If you are now an expatriate but your bank still has your UK address, your information has been passed on. If you have not been a UK resident for the last six years, you would not be liable for UK income tax but you would need to prove this to HMRC. And under the exchange of information provisions, any information obtained by HMRC will be passed over to your overseas tax authority.

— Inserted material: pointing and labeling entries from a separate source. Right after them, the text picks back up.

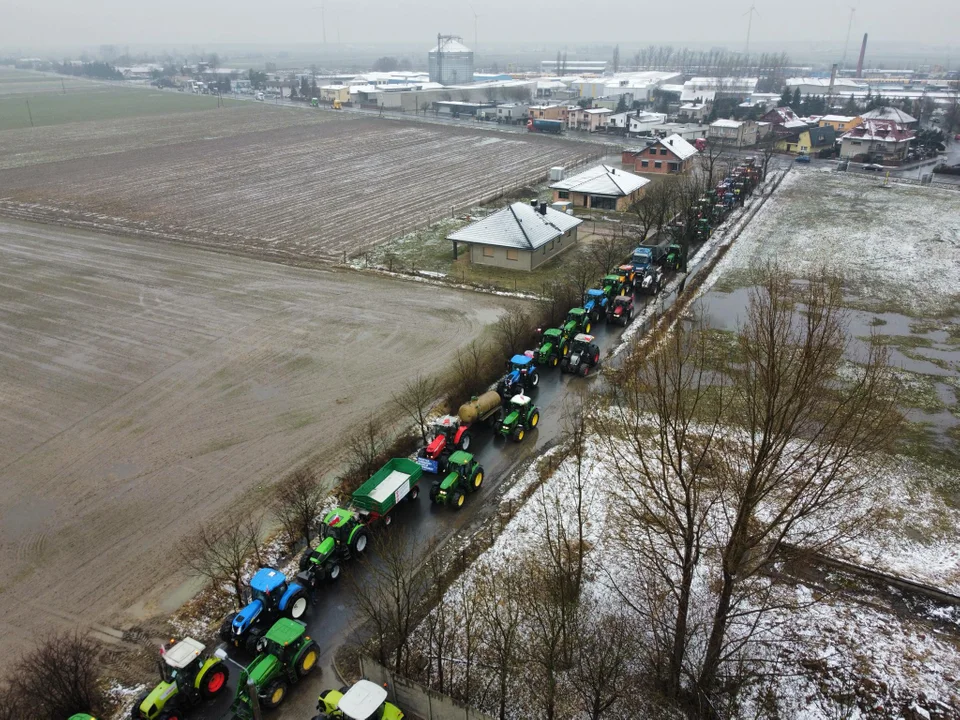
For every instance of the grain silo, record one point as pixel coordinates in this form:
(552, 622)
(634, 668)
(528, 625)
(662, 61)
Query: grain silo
(450, 62)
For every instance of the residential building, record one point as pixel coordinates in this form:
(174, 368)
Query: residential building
(696, 112)
(669, 155)
(808, 141)
(513, 113)
(733, 133)
(521, 236)
(881, 141)
(840, 123)
(548, 112)
(589, 119)
(602, 187)
(892, 114)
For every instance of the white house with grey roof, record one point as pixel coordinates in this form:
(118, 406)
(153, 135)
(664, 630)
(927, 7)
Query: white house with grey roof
(601, 187)
(521, 236)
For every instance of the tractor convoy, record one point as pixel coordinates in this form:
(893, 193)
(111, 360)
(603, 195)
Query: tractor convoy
(269, 627)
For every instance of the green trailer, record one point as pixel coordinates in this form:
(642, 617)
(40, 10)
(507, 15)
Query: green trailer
(398, 479)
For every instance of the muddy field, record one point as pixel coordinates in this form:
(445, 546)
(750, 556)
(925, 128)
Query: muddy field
(314, 191)
(148, 386)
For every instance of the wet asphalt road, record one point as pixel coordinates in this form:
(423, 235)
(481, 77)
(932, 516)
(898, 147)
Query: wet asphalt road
(332, 618)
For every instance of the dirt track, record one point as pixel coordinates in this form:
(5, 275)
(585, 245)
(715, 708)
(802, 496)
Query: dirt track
(147, 386)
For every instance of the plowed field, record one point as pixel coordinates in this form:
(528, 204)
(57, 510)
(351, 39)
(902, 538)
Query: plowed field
(299, 188)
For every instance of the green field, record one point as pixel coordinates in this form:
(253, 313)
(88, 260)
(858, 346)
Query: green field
(84, 100)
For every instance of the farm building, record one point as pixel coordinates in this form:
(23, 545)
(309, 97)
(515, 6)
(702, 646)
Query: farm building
(671, 155)
(518, 237)
(881, 141)
(602, 187)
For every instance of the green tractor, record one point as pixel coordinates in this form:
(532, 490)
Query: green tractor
(522, 415)
(464, 475)
(364, 701)
(613, 286)
(287, 655)
(676, 258)
(188, 677)
(553, 346)
(578, 321)
(344, 536)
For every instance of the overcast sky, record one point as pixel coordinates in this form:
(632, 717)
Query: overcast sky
(26, 23)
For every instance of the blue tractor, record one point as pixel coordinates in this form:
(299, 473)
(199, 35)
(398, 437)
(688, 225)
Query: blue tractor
(271, 597)
(595, 303)
(521, 376)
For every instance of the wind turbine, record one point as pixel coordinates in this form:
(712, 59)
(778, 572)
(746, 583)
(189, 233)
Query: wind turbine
(846, 42)
(751, 12)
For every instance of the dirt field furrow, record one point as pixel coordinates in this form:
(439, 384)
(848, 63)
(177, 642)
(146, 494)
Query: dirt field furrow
(313, 191)
(148, 387)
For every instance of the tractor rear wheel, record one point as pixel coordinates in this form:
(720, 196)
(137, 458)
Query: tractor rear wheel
(275, 694)
(308, 660)
(297, 606)
(359, 543)
(215, 681)
(135, 710)
(226, 628)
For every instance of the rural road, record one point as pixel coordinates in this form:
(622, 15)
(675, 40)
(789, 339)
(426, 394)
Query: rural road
(150, 387)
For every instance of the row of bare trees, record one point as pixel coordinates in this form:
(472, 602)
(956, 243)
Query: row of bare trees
(712, 463)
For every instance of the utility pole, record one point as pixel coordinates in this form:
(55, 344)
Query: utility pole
(846, 42)
(750, 12)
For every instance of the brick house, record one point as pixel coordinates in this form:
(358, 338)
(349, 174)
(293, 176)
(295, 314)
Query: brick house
(602, 187)
(669, 155)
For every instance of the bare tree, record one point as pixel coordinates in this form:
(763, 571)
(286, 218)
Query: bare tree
(386, 592)
(665, 414)
(62, 679)
(221, 553)
(606, 645)
(416, 398)
(296, 503)
(806, 448)
(500, 595)
(365, 447)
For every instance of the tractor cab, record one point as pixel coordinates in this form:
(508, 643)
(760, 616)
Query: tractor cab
(364, 701)
(642, 258)
(612, 286)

You should speak to your financial adviser immediately, if you are unsure about whether you should make a disclosure or not. You need to notify HMRC by June 22, so there is very little time left.
Penalties
Under the Offshore Disclosure Facility, penalties are reduced to just 10 per cent (from 30 – 100 per cent). Maybe more importantly, making a disclosure allows those who have not made a full declaration to wipe the slate clean now, before the taxman eventually catches them when the penalties will be severe. Remember, it could be your beneficiaries who have to face a tax investigation in the future.
It is legal to use an offshore account but illegal to fail to declare the interest earnings on your annual tax return. Paying the withholding/retention tax applied by Jersey, Guernsey and Isle of Man is not the same as declaring the income for tax. Failing to mention your offshore interest because you have already had tax deducted at source is still tax evasion. You need to declare these earnings regardless and possibly pay the difference to your local tax authority.
Introduction
HMRC has recently obtained information about holders of offshore accounts from a number of banks and has obtained similar details through the European Savings Directive.
There is nothing wrong with holding an offshore account as long as you pay any tax due on the money deposited in it, and on the interest from it. If you have done this you do not need to use the Offshore Disclosure Facility.
We want to encourage those with unpaid tax and duties to pay what they owe. Therefore, we are introducing the Offshore Disclosure Facility to help them get their tax affairs up to date.
Scope of the Offshore Disclosure Facility
The facility is open to those who hold or have held an offshore account, either directly or indirectly, that is in any way connected to a loss of UK tax and/or duty.
For a limited period you can come forward and make a full disclosure of all undeclared liabilities, not just those connected with an offshore account. You can make a personal disclosure or one on behalf of an other.
There are two stages to the process: notification and disclosure
Stage 1 - Notify your intention to disclose. Stage 2 - Make your disclosure and payment. Further information can be found in the FAQs.
- You need to be aware of the key dates.
- You should read and understand the terms of this facility.
Both notification and disclosure can be made online. You can also make your notification by telephone or post and the disclosure by post.
What happens after disclosure and payment?
We will acknowledge your disclosure and payment and will let you know by the 30 April 2008 if your disclosure has been accepted.
If you choose not to disclose
At the end of the notification period, HMRC will target those with offshore bank accounts and undeclared tax liabilities who have chosen not to come forward to make a disclosure.